Question: Do disclaimers save an overbroad provision in a severance agreement?
Answer: General Counsel Abruzzo noted that while disclaimers may be useful in resolving ambiguity, they would not necessarily cure an overbroad provision. Moreover, the disclaimer that employers typically draft may be insufficient since General Counsel Abruzzo seemingly wants employers to say that employees have the right to “organiz[e] a union to negotiate with their employer concerning their wages, hours, and other terms and conditions of employment” and “wear… union hats, buttons, t-shirts, and pins in the workplace…” among other enumerated Section 7 rights suggested in her model language.
Question: What confidentiality provisions satisfy the new standard?
Answer: Confidentiality clauses that are drafted narrowly to address the dissemination of proprietary information and trade secret information, for a period of time based on legitimate business justifications, are acceptable. Also, non-NLRB settlements that include prohibitions against disclosing only the financial terms of a settlement should continue to be deemed acceptable.
Question: Is the McLaren decision retroactive?
Answer: Yes. While unfair labor practice charges (ULPs) are subject to a 6-month statute of limitations, maintaining and/or enforcing previously entered overbroad agreements would be considered continuing violations and would restart the charge-filing period. The General Counsel advises that employers should consider dealing with previously executed overbroad clauses by contacting employees subject to them and advising that the provisions are null and void. Also that the employer will not seek to enforce those provisions or pursue any penalties, monetary or otherwise, for breaches of those unlawful provisions.
Question: Are other common severance agreement provisions at risk?
Answer: Yes.

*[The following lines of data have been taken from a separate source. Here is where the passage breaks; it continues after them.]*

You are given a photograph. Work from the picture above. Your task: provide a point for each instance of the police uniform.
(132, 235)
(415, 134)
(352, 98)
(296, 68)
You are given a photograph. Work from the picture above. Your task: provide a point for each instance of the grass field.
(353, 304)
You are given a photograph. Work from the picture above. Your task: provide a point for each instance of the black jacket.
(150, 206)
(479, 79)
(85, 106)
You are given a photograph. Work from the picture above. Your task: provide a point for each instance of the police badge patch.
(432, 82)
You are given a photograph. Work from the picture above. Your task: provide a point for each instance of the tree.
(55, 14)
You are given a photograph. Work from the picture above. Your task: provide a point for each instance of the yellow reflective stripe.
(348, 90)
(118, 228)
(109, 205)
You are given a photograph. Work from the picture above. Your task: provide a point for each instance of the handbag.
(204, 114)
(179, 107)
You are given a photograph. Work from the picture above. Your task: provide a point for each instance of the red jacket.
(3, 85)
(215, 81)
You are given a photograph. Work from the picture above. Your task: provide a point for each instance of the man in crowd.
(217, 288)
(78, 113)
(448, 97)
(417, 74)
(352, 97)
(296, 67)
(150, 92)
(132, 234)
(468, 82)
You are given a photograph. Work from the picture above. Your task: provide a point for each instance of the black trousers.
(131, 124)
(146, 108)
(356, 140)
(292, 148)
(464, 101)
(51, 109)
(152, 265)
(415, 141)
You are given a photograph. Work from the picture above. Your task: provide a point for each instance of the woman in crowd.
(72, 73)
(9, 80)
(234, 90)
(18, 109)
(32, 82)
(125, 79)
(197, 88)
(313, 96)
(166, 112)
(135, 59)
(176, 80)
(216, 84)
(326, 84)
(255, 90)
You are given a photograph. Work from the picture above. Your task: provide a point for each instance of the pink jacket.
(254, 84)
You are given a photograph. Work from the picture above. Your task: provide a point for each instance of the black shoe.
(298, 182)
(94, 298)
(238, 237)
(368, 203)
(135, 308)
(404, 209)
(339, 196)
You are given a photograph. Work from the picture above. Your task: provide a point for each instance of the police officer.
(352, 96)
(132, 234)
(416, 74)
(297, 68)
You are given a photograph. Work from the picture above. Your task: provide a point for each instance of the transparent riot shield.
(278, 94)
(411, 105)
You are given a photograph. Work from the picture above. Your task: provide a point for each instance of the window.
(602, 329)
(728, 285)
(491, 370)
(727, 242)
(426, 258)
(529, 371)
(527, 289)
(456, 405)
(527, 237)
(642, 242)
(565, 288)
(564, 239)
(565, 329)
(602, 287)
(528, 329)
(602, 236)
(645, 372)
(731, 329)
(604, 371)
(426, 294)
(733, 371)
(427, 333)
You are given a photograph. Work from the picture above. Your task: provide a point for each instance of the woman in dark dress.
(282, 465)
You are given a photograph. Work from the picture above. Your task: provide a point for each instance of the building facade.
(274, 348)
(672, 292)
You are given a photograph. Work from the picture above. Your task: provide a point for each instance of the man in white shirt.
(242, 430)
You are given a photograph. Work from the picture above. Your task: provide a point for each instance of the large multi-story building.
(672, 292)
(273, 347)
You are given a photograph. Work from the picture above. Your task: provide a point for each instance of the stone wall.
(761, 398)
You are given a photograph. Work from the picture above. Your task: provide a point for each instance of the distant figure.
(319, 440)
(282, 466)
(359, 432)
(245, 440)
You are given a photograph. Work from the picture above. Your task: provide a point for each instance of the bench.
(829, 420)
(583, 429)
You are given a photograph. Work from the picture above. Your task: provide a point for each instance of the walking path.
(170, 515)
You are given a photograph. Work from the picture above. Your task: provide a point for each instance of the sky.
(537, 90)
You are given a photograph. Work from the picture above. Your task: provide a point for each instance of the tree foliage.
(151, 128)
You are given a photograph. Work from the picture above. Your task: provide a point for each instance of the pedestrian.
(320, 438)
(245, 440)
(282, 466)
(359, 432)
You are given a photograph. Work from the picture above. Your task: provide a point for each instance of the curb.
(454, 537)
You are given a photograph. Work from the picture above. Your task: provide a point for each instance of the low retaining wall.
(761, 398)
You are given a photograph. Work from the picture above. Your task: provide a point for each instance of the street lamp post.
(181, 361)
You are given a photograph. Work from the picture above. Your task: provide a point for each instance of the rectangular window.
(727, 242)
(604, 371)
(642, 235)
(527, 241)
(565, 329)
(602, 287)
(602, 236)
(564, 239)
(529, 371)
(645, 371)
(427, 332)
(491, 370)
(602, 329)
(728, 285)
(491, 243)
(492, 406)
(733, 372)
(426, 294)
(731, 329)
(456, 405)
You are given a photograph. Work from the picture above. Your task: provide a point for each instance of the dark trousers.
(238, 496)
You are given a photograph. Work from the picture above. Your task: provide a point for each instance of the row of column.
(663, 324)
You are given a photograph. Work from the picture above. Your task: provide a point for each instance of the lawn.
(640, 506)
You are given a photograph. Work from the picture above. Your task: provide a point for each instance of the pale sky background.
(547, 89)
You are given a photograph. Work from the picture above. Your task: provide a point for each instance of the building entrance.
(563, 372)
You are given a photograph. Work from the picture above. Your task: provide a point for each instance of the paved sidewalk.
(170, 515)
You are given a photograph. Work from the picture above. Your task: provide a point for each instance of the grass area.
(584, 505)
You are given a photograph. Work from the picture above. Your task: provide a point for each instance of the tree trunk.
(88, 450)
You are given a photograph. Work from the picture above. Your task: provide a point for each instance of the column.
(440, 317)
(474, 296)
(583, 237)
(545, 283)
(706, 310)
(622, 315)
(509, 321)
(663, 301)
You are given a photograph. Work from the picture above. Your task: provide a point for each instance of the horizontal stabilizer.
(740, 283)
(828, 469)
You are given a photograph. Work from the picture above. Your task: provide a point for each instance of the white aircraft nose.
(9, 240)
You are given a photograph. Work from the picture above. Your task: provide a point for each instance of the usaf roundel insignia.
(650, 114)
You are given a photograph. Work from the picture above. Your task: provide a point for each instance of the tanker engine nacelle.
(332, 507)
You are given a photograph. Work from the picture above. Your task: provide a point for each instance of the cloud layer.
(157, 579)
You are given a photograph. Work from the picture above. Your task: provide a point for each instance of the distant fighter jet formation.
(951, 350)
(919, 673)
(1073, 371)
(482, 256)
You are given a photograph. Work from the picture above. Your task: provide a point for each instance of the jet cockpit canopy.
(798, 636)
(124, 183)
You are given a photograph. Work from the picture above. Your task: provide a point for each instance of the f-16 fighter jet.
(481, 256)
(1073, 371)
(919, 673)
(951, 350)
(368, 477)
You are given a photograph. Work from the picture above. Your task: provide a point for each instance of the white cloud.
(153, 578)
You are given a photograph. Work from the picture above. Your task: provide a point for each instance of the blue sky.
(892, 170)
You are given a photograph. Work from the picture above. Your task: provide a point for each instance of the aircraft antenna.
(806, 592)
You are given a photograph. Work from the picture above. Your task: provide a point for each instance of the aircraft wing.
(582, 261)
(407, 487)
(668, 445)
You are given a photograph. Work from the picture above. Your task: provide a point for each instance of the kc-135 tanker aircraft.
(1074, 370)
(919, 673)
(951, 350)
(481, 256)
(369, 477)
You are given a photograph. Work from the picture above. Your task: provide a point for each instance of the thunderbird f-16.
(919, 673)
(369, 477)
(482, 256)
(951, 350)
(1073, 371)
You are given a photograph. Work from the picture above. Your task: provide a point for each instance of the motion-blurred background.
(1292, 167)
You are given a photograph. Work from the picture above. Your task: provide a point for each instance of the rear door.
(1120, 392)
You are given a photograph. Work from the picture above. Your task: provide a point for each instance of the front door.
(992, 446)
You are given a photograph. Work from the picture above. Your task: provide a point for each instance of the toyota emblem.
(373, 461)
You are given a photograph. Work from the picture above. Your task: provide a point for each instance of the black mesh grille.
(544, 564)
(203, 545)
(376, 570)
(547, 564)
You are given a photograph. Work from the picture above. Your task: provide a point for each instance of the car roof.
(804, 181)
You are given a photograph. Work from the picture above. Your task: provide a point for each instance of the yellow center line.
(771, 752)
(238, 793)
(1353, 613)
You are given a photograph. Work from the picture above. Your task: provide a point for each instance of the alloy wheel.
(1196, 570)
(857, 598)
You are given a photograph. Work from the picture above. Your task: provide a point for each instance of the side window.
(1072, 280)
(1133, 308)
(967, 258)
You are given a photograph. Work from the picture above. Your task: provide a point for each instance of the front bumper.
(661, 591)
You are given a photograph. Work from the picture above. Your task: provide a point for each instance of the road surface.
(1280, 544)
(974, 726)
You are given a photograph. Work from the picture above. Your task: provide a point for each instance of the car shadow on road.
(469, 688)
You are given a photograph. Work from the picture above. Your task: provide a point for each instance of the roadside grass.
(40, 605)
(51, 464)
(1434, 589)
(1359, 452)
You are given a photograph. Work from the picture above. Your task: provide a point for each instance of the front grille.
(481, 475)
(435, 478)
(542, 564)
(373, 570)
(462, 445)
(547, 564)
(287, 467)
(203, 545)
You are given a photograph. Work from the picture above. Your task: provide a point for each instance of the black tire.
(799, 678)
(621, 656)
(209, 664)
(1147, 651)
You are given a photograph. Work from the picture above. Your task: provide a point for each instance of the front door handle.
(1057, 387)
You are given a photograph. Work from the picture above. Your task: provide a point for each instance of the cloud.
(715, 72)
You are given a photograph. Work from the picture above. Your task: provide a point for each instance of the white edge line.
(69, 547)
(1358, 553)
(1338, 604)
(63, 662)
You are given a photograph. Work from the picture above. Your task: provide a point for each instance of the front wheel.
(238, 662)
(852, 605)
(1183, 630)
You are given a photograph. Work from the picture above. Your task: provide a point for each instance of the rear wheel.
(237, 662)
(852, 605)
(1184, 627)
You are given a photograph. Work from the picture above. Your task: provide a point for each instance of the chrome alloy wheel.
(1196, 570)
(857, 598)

The General Counsel identified several other common severance provisions which may be problematic, including non-compete clauses, and non-solicitation clauses. The General Counsel also noted that cooperation provisions requiring the employee to cooperate with any current or future investigation or proceeding involving the employer are problematic. They affect an employee’s right to refrain under Section 7, such as if the employee was asked to testify against co-workers that the employee assisted with filing ULPs.